The proposed rule for SNF operators includes an increase to payment rates by approximately 4.1%, or $1.3 billion.

Joel VanEaton — executive vice president of PAC regulatory affairs and education at Broad River Rehab — believes that this is a mostly positive update.

“There were comments from people [saying] it’s not enough to cover costs in the world we find ourselves in now, but it is a good thing for skilled nursing facilities that we didn’t have a reduction this year,” he told HHCN. “The last two years, we’ve had a 2.3% parity adjustment to our case mix indexes. We did have payment updates, but that parity adjustment took away some of that.”

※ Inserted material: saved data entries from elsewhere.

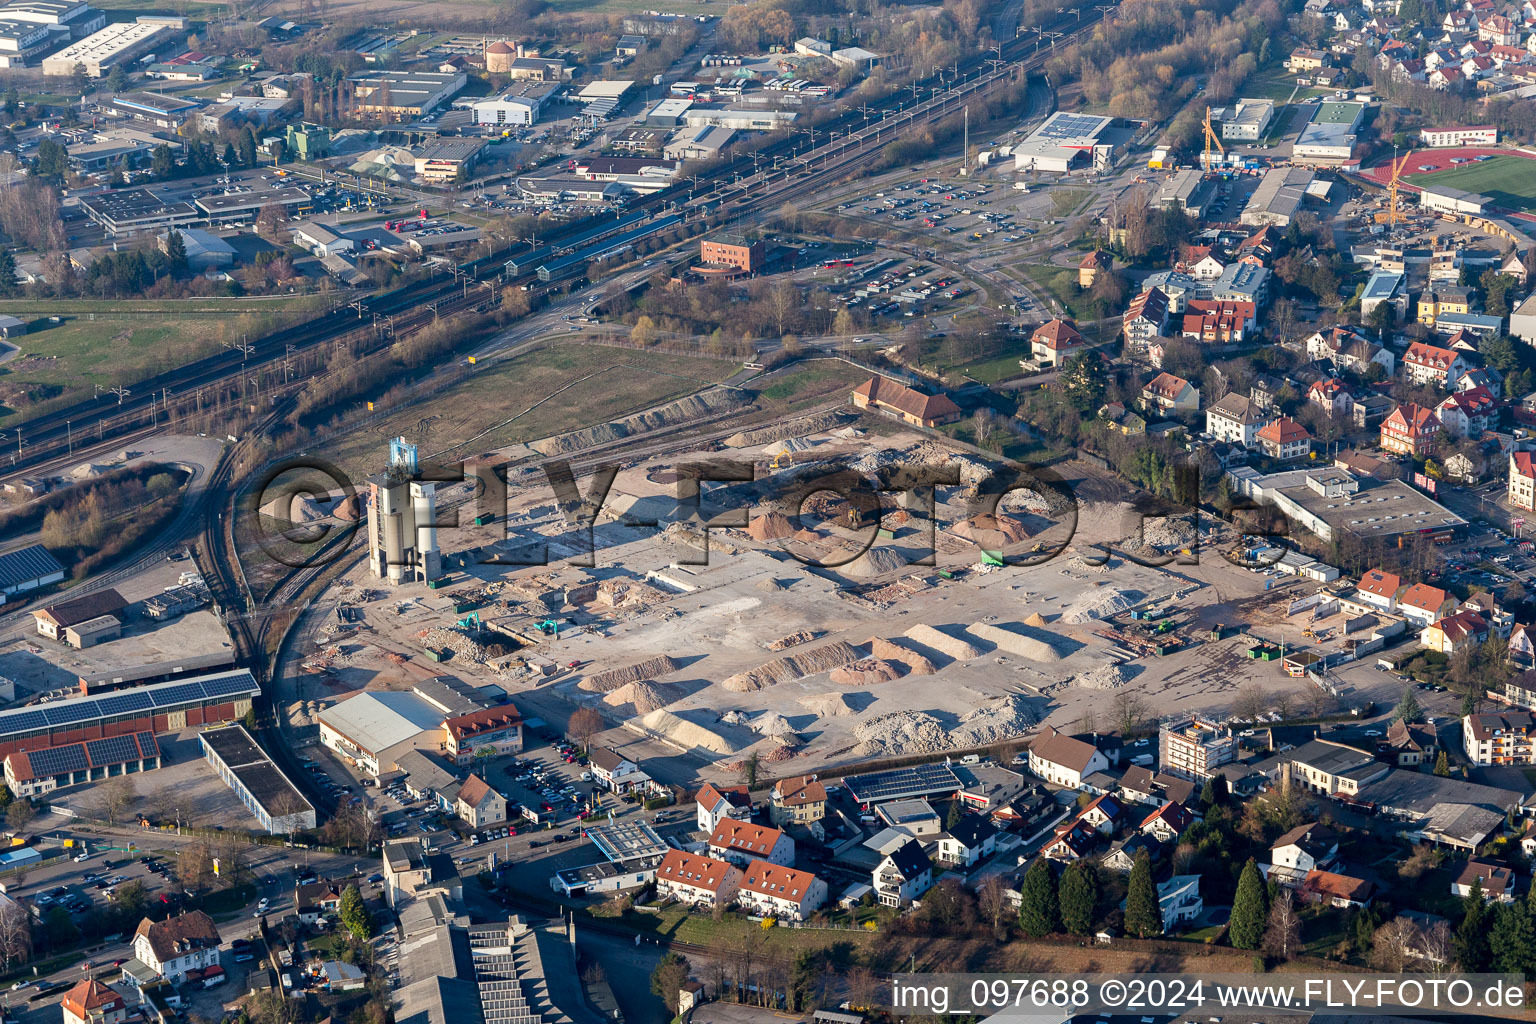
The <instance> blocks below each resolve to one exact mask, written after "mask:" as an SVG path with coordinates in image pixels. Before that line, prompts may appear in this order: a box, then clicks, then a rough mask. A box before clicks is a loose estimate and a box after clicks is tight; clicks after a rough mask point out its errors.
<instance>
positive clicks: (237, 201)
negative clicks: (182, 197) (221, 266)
mask: <svg viewBox="0 0 1536 1024" xmlns="http://www.w3.org/2000/svg"><path fill="white" fill-rule="evenodd" d="M310 203H312V200H310V195H309V192H306V190H304V189H298V187H292V186H289V187H284V189H267V190H266V192H226V193H224V195H204V197H203V198H201V200H198V201H197V207H198V209H200V210H201V212H203V216H204V218H206V220H207V223H209V224H232V223H237V221H255V220H257V216H258V215H260V213H261V210H263V209H264V207H267V206H275V207H278V209H281V210H283V212H284V213H286V215H287V216H296V215H301V213H307V212H309V209H310Z"/></svg>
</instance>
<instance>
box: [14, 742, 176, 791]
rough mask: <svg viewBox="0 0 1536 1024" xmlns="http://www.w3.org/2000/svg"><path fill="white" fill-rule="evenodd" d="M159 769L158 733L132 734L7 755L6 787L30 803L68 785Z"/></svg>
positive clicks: (76, 784)
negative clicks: (101, 778) (154, 769)
mask: <svg viewBox="0 0 1536 1024" xmlns="http://www.w3.org/2000/svg"><path fill="white" fill-rule="evenodd" d="M157 768H160V745H158V743H157V742H155V734H154V732H132V734H127V735H112V737H106V738H103V740H86V742H84V743H65V745H61V746H43V748H38V749H34V751H17V752H14V754H6V758H5V785H6V786H8V788H9V789H11V794H12V795H14V797H20V798H26V800H31V798H35V797H41V795H45V794H51V792H54V791H55V789H65V788H66V786H78V785H81V783H88V781H97V780H101V778H109V777H114V775H132V774H137V772H149V771H154V769H157Z"/></svg>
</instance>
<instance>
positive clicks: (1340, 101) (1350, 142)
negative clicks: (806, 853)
mask: <svg viewBox="0 0 1536 1024" xmlns="http://www.w3.org/2000/svg"><path fill="white" fill-rule="evenodd" d="M1366 106H1367V104H1364V103H1341V101H1329V103H1319V104H1318V109H1316V111H1313V112H1312V120H1310V121H1307V124H1306V127H1303V129H1301V134H1299V135H1298V137H1296V143H1295V146H1292V160H1295V161H1296V163H1315V164H1341V163H1347V161H1349V160H1350V158H1352V157H1353V155H1355V140H1356V134H1358V132H1359V123H1361V121H1362V120H1366Z"/></svg>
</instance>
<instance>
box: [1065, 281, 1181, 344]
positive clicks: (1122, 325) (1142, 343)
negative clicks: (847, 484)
mask: <svg viewBox="0 0 1536 1024" xmlns="http://www.w3.org/2000/svg"><path fill="white" fill-rule="evenodd" d="M1167 307H1169V301H1167V295H1166V293H1164V292H1163V290H1161V289H1147V290H1144V292H1141V293H1140V295H1138V296H1135V298H1134V299H1130V306H1129V307H1126V315H1124V316H1123V318H1121V319H1120V327H1121V330H1123V332H1124V335H1126V342H1129V344H1146V342H1147V341H1150V339H1152V338H1157V336H1160V335H1161V333H1163V330H1164V329H1166V327H1167V315H1169V309H1167ZM1041 330H1043V329H1041Z"/></svg>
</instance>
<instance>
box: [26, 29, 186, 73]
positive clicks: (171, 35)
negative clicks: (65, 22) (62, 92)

The other big change was related to the wage index. For SNFs, wage indexes are essentially based on the geographical location of the facility, and the hospital wage data that’s associated with that geographical location.

Similar to hospice, changes to CBSs meant that some counties went from urban to rural and vice versa.

“There were some wide swings in relation to the impact of the wage index, but fortunately, a couple of years ago CMS put in place a permanent 5% cap on reductions in wage index,” VanEaton said.

Aside from those who believe the 4.1% increase isn’t enough, the reaction to the SNF proposed rule has mostly been positive, according to VanEaton.

“It’s a positive thing that you’re not going to end up worse off than you were the prior year,” he said.

In general, the connections between home health and SNFs may be less obvious than the ones with hospice.

But it is of note that, for now, home health providers seem to be getting the short end of the stick when it comes to annual payment updates.